Thursday, November 14, 2013

Anarchy and Minarchy

"Why should I trade one tyrant three thousand miles away for three thousand tyrants one mile away? An elected legislature can trample a man's rights as easily as a king can."
--Benjamin Martin (The Patriot)

Anarchy is self-rule. Anarchy is not lawlessness. It is people ruling themselves with no government intervention.

Minarchy is rule by a formal government of limited (MINimal) scope. Minarchists such as Bastiat confine the proper scope of government to helping individuals protect their interests from aggression by others. This suggests three legitimate roles for minarchical government: to protect individuals from domestic aggressors, to protect the country against foreign invaders, and to provide a judiciary for resolving legal disputes.

The founders sided with minarchy. Jefferson wrote that effective government design helps secure people's natural rights. The framers subsequently crafted a Constitution that defined the limits of central government.

A counter-belief, one voiced by many Antifederalists, is that it is impossible to constrain centralized government to constitutional limitations. Over time, government will find ways to grow beyond its legitimate boundaries. When it does, government becomes aggressor rather than defender.

How would anarchists provide for protection against aggression and for resolving disputes? Rothbard, Block, and others suggest privatizing everything--including police, military, and the courts.

While I understand the rationale, and am more sympathetic to these arguments than previously, I'm not there yet. Privatizing police and military seems plausible. However, it is difficult for me to see privatizing courts. The problem that plagues today's courts is that they are subject to interest and discretion. It is hard to see how that changes with courts in private hands.
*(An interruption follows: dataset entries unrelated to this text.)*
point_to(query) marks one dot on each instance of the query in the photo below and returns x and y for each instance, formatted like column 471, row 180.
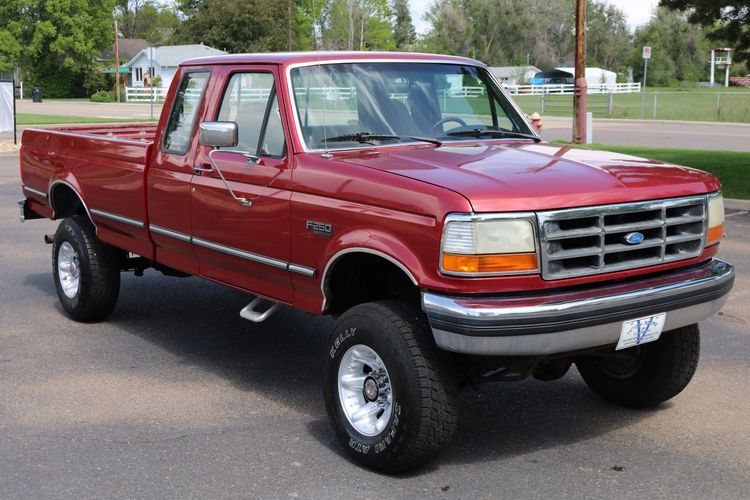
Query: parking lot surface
column 177, row 396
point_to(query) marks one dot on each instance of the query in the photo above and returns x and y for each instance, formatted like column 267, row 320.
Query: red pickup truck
column 408, row 196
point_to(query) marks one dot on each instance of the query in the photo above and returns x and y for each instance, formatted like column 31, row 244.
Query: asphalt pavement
column 663, row 134
column 176, row 396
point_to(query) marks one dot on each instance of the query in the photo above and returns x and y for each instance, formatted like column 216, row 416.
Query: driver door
column 246, row 246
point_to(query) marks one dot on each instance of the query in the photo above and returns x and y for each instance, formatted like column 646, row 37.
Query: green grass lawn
column 731, row 105
column 731, row 167
column 35, row 119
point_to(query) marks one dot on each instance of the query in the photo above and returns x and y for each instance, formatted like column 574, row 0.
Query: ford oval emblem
column 634, row 238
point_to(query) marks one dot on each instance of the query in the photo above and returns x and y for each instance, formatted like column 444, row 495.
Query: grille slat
column 588, row 241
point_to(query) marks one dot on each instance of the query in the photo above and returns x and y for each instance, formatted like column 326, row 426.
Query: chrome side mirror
column 218, row 134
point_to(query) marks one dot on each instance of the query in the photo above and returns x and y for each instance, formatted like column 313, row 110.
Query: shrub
column 102, row 96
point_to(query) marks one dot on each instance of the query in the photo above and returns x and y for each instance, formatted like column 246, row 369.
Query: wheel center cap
column 370, row 389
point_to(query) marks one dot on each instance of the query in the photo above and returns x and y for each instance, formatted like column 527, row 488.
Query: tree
column 356, row 25
column 730, row 20
column 248, row 25
column 57, row 41
column 678, row 49
column 235, row 25
column 404, row 34
column 514, row 32
column 146, row 19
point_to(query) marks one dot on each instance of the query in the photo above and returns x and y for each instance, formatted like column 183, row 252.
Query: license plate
column 641, row 330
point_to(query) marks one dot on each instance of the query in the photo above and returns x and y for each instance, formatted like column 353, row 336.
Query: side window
column 184, row 112
column 250, row 101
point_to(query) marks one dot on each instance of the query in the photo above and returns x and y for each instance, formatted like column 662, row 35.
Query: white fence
column 555, row 88
column 144, row 94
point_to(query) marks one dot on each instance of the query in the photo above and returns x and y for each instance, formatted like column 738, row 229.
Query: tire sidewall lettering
column 386, row 437
column 347, row 334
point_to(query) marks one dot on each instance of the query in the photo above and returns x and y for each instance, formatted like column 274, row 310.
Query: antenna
column 326, row 153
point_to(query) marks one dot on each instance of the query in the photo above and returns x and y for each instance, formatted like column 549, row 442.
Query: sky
column 637, row 11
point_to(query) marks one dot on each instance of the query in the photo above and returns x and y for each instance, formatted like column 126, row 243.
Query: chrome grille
column 585, row 241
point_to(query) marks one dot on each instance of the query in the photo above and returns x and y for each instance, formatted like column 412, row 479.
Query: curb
column 657, row 122
column 733, row 204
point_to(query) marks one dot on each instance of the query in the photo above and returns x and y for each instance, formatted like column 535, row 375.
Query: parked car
column 451, row 243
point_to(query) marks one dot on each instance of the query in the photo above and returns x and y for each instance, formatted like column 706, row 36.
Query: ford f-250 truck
column 408, row 196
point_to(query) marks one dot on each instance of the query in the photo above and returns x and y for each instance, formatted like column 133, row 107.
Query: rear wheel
column 644, row 376
column 85, row 270
column 388, row 389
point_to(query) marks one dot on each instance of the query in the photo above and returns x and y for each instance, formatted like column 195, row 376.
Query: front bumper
column 568, row 321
In fact, it is easy to envision interest and discretion escalating in the private court scenario--due to human tendencies to seek more for less.
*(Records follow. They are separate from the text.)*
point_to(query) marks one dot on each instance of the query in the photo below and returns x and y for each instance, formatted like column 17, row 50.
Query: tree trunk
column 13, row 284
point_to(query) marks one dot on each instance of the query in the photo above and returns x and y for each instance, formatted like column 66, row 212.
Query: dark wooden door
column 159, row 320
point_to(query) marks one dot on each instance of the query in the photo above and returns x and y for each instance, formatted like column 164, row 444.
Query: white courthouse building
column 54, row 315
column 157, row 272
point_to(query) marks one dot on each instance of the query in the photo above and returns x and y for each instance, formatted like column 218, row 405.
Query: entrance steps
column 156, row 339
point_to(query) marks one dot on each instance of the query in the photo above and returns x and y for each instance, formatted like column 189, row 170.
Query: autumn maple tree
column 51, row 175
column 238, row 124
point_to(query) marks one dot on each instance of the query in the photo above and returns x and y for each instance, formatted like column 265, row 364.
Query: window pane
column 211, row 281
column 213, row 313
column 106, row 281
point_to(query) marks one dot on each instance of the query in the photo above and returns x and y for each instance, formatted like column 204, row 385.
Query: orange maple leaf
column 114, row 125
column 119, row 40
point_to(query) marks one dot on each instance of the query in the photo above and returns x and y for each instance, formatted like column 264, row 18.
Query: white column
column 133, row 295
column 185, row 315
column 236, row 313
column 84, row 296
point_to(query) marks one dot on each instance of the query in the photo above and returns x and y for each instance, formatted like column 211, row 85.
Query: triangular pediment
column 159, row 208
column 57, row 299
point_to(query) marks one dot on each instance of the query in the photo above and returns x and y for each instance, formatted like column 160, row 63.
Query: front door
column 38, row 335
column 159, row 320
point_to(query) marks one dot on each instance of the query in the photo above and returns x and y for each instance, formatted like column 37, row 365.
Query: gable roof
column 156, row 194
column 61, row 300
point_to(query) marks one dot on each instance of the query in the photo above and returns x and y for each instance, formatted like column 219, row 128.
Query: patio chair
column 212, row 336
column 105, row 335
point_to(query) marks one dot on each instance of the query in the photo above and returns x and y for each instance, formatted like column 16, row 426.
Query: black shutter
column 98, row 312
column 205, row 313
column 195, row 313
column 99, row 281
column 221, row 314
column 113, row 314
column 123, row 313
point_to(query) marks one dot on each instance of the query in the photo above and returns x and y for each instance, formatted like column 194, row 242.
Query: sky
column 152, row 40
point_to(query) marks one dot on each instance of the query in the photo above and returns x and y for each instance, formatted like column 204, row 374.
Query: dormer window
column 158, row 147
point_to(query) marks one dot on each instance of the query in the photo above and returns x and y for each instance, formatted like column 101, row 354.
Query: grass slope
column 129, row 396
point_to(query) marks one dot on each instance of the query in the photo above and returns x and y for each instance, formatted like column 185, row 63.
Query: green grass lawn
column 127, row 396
It seem more reasonable to ground public courts in natural law rather than in positivism. Ways to do that include employing super-majority or unanimous decision rules when rendering legal opinions (as juries do) that make it harder for factions to flourish, and to encourage processes of nullification and secession when confronted with judicial activism.

The law, it seems to me, is one thing that must remain public (side note: the origins of the word "republic" come from Latin concepts of "public thing" or "public matter").

That said, I am increasingly sympathetic to the possibility that the anarchists may be correct. It may be practically impossible to restrain the State's hunger for power. And to be sure, minarchist designs have not been durable throughout history.

Of course, anarchical designs have been less durable yet.

1 comment:

dgeorge12358 said...

Will not the possibility exist of a private court that may turn venal and dishonest, or of a private police force that turns criminal and extorts money by coercion? Of course such an event may occur, given the propensities of human nature. Anarchism is not a moral cure-all. But the important point is that market forces exist to place severe checks on such possibilities, especially in contrast to a society where a state exists. For, in the first place, judges, like arbitrators, will prosper on the market in proportion to their reputation for efficiency and impartiality. Secondly, on the free market important checks and balances exist against venal courts or criminal police forces. Namely, that there are competing courts and police agencies to whom victims may turn for redress.